Dans son enfance, sur une ferme en Nouvelle‑Écosse, la Dre Meghan Beals en savait peu sur son identité micmaque et sur ses origines.
Ce n’est que lorsqu’elle a entrepris ses études en médecine à l’École de médecine du Nord de l’Ontario, à Thunder Bay, qu’elle en a appris davantage sur sa culture. Au cours de ces quatre années, elle a aussi observé les nombreuses disparités que vivent les Autochtones en matière de santé et l’importance de la représentation parmi les professionnels de la santé qui traitent les patients autochtones.
Aujourd’hui résidente en médecine familiale sur la côte Est, et s’identifie fièrement auprès de ses patients en portant un stéthoscope orné de perles. Il s’agit d’un cadeau que des aînés lui ont offert, ainsi qu’à tous les étudiants autochtones diplômés de l’école de médecine. Pour rétablir la confiance des Autochtones dans le système de soins de santé, la Dre Beals croit qu’il est impératif que le Canada augmente le nombre de médecins et professionnels de la santé autochtones, comme on le recommande dans les Appels à l’action de la Commission de vérité et réconciliation du Canada.
« Je veux que les jeunes autochtones voient qu’il est possible de briser le cycle du traumatisme intergénérationnel et trouver la réconciliation », a dit la Dre Beals au Comité sénatorial des peuples autochtones le 26 septembre 2022.
La Dre Beals faisait partie d’un groupe de cinq jeunes leaders autochtones de partout au pays qui ont témoigné devant le Comité sénatorial des peuples autochtones dans le cadre du programme Voix de jeunes leaders autochtones 2022. Le programme invite de jeunes leaders autochtones de 18 à 35 ans à venir à Ottawa pour rencontrer des sénateurs, parler de leurs expériences personnelles et de leur travail de leadership et participer à des activités de réseautage.

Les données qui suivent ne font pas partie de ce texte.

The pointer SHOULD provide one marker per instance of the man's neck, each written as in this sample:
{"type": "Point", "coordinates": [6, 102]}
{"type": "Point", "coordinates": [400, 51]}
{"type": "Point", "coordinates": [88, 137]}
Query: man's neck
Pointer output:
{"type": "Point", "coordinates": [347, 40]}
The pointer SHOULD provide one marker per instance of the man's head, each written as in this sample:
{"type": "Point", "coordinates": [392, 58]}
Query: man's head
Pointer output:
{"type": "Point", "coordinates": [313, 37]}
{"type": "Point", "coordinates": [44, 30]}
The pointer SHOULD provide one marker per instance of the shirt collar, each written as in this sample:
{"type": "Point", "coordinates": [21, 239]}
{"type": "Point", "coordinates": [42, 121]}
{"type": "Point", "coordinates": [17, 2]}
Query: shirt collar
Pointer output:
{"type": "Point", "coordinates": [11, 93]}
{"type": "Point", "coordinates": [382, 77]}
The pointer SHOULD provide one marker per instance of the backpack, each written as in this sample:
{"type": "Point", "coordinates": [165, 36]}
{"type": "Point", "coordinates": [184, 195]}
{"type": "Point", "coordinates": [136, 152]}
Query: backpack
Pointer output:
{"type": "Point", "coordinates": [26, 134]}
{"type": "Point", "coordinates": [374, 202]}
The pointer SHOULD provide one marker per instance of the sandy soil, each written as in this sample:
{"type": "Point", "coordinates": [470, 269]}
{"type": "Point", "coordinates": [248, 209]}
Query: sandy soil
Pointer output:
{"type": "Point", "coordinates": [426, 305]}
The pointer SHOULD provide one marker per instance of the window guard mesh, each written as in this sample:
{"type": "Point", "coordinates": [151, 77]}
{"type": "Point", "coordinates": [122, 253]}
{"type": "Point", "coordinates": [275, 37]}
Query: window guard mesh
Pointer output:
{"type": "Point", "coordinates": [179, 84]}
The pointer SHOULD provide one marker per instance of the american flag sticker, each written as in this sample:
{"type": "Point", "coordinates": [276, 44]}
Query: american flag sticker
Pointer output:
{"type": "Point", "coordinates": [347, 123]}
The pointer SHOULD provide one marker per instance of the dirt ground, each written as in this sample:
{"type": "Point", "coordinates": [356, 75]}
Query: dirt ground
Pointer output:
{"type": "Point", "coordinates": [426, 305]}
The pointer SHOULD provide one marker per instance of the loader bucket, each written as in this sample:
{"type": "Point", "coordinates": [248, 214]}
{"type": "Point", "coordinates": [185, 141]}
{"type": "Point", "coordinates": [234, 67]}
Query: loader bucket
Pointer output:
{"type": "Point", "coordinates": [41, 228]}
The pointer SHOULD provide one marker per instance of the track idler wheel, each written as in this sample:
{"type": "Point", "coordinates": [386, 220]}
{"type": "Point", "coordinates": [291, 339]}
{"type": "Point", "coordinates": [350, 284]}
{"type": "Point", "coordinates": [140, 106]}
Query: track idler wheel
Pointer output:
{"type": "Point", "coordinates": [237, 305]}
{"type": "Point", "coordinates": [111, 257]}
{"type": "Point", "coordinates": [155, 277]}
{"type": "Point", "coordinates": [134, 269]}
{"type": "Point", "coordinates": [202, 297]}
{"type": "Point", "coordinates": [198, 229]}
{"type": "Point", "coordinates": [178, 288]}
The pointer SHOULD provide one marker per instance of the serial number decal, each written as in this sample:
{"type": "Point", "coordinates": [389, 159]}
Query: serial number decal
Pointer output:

L’événement a été tenu dans les jours qui ont précédé la Journée nationale de la vérité et de la réconciliation, au cours de laquelle on rend hommage aux survivants des pensionnats autochtones, à leurs familles ainsi qu’aux enfants qui ne sont jamais rentrés chez eux.
Le dernier pensionnat autochtone au Canada a fermé en 1996. Gabrielle Fayant de l’établissement métis de Fishing Lake, en Alberta, a expliqué au comité que les communautés autochtones vivent encore le douloureux héritage des pensionnats et leurs répercussions socioéconomiques généralisées.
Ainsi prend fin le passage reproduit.